Sie wusste, dass sie mehrere Röntgenmaschinen und Ganzkörper-Scanner durchlaufen musste. Aus diesem Grund hatte sie die Gefängnisordnung für Besucher befolgt und heute Morgen keinen Bügel-BH angezogen.
Sie fuhr am Wächterhäuschen vorbei und eine lange hohe Mauer entlang. Auf der Ringstraße in Richtung Süden musste sie noch einige weitere automatische Tore passieren. Auf ihrer langsamen Fahrt kam sie an unzähligen Wachttürmen, Männern mit Schrotflinten und Maschinenpistolen, Deutschen Schäferhunden und Sicherheitskameras vorbei. Schließlich bog sie in den großen, nur halb vollen Parkplatz vor dem Verwaltungstrakt ein. Hinter ihr stiegen jetzt an der Parkplatzeinfahrt eine Reihe hellgelber, hydraulisch betriebener Eisenspitzen aus Schlitzen im Beton empor. Sie würde erst wieder herausfahren können, wenn es ihr die Wachleute gestatteten.
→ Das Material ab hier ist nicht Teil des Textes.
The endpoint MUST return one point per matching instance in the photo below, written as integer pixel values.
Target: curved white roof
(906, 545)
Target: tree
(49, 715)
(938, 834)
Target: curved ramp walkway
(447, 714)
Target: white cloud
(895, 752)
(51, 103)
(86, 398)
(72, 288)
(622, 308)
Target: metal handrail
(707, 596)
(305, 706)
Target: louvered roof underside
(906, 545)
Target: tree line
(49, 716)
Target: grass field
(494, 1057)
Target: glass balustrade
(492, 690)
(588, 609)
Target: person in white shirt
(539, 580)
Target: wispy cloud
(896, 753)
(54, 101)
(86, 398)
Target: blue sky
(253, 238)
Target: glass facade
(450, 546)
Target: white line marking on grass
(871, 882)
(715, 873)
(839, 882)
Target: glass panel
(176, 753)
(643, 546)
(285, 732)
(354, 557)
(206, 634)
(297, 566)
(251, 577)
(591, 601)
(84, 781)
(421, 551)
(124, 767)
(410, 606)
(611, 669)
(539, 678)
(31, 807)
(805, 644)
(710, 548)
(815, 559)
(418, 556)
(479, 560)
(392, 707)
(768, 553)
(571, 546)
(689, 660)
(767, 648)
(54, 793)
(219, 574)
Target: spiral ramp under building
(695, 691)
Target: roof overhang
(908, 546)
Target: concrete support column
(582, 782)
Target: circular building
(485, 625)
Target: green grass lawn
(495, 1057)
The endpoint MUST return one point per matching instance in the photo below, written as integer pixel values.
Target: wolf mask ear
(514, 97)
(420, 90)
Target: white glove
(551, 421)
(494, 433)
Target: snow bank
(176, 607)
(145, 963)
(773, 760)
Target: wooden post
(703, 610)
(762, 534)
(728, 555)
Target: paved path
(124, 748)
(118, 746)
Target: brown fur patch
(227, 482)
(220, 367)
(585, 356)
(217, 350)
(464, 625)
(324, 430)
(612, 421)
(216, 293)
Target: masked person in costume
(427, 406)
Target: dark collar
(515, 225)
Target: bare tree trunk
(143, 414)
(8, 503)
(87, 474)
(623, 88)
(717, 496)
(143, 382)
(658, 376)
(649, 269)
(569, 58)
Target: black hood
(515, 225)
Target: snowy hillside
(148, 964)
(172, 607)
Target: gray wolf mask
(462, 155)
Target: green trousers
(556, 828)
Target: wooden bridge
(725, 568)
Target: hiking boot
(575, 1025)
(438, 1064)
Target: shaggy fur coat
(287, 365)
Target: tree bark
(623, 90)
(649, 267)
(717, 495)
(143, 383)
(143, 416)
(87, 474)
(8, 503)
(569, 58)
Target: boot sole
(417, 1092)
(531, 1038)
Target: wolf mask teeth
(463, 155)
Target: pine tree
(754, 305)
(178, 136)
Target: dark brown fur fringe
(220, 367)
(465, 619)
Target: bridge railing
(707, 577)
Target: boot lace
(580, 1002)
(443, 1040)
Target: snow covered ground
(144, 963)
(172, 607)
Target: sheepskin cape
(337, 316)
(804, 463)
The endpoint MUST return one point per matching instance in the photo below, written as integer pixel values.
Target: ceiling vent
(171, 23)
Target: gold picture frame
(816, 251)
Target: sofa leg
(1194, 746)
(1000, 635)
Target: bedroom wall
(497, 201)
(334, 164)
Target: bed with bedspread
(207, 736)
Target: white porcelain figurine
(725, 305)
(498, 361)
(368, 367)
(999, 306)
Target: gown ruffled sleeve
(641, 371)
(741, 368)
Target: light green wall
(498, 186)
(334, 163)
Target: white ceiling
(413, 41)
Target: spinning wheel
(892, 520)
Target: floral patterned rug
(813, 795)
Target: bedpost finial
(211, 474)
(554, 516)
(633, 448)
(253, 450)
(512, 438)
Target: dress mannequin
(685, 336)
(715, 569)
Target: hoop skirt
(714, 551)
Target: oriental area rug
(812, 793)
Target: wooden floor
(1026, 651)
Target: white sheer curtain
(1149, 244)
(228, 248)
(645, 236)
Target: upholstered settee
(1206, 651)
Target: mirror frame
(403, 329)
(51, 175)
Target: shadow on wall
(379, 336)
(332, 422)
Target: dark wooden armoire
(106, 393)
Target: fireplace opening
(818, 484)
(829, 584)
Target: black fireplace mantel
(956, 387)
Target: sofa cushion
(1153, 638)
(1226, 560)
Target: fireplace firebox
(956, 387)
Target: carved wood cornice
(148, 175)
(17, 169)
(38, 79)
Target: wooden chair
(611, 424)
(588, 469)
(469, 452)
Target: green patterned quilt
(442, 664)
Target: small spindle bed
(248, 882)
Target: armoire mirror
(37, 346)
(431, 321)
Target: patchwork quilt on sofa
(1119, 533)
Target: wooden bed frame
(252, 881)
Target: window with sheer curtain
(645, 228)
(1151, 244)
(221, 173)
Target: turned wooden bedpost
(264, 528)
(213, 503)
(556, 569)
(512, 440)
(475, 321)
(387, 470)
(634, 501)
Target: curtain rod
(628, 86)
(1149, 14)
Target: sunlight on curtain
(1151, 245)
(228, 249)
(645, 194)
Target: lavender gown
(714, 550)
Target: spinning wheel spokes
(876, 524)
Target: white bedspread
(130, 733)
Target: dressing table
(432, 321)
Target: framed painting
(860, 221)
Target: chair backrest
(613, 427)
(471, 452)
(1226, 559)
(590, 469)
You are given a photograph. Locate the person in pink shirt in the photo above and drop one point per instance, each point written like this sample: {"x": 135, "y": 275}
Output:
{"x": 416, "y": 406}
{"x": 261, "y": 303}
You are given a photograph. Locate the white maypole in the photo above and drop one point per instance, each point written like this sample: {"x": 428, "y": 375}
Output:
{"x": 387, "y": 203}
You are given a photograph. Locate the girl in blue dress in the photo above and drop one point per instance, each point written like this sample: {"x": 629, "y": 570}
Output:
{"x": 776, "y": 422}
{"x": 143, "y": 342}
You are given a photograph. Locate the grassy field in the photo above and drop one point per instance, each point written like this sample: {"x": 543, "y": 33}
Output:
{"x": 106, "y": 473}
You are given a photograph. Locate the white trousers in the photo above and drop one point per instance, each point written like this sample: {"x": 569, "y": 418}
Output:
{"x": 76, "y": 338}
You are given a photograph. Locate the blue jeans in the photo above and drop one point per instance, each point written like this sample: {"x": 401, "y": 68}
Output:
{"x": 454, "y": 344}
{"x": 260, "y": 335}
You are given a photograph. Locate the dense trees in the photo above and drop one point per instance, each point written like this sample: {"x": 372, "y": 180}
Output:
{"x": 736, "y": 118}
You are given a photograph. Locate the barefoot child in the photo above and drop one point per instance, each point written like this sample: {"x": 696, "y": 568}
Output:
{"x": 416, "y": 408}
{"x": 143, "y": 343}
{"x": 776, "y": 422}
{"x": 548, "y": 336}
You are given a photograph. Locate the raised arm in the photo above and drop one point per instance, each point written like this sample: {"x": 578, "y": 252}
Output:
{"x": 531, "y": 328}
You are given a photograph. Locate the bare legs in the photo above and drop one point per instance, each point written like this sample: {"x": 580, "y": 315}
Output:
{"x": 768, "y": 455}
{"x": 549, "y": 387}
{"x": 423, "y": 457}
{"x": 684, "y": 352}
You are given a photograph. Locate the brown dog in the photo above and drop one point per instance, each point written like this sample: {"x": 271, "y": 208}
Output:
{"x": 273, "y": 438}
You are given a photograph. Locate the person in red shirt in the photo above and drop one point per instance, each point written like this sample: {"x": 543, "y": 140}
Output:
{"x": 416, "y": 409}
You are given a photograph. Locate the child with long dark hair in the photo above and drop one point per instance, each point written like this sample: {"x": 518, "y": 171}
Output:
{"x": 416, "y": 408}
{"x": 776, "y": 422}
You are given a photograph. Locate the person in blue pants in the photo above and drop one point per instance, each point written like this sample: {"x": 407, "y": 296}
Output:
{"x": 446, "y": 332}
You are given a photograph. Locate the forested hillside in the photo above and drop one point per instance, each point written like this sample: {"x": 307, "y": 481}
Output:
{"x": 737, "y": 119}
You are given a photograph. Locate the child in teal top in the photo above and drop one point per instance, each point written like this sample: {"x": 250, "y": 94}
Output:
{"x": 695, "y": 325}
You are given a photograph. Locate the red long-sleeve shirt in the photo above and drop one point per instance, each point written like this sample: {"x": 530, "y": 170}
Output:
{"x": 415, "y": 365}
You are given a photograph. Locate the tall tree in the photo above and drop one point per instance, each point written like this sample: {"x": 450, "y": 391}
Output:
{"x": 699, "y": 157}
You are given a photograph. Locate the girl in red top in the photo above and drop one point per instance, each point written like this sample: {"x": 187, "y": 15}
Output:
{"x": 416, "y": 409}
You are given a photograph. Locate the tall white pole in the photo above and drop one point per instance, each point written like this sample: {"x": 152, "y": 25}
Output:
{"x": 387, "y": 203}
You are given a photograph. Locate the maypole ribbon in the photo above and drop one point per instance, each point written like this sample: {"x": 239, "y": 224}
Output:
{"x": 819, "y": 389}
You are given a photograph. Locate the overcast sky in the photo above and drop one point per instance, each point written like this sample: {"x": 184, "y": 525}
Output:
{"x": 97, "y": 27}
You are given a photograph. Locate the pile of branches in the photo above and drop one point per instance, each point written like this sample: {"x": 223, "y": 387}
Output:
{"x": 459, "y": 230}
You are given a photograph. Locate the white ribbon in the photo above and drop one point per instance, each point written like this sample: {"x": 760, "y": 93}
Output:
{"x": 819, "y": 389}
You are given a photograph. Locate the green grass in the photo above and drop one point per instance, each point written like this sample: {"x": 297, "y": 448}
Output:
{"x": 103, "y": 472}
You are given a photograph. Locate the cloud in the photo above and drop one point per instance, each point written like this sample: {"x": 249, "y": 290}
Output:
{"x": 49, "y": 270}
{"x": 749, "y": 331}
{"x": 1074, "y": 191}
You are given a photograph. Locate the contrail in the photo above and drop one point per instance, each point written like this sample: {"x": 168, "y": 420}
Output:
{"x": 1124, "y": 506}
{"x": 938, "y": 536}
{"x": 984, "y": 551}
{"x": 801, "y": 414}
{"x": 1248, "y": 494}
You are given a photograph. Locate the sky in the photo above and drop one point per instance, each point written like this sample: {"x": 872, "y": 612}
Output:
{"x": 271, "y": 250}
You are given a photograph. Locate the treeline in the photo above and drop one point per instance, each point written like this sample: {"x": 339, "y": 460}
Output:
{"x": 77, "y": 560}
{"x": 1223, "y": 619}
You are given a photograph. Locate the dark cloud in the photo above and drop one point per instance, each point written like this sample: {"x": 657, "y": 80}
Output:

Eine Gefängniswärterin holte sie von ihrem Wagen ab. Zusammen betraten sie durch eine Reihe von Sicherheitsschleusen das Verwaltungsgebäude des Gefängnisses. Dabei wechselten die beiden kein einziges Wort. Die Wärterin bot der viel älteren Frau auch nicht an, ihre Tasche zu tragen oder ihren kleinen Rollkoffer zu schieben.
»Ein wunderschöner Morgen«, sagte Judith Cochrane, als sie einen blitzsauberen weißen Flur entlanggingen.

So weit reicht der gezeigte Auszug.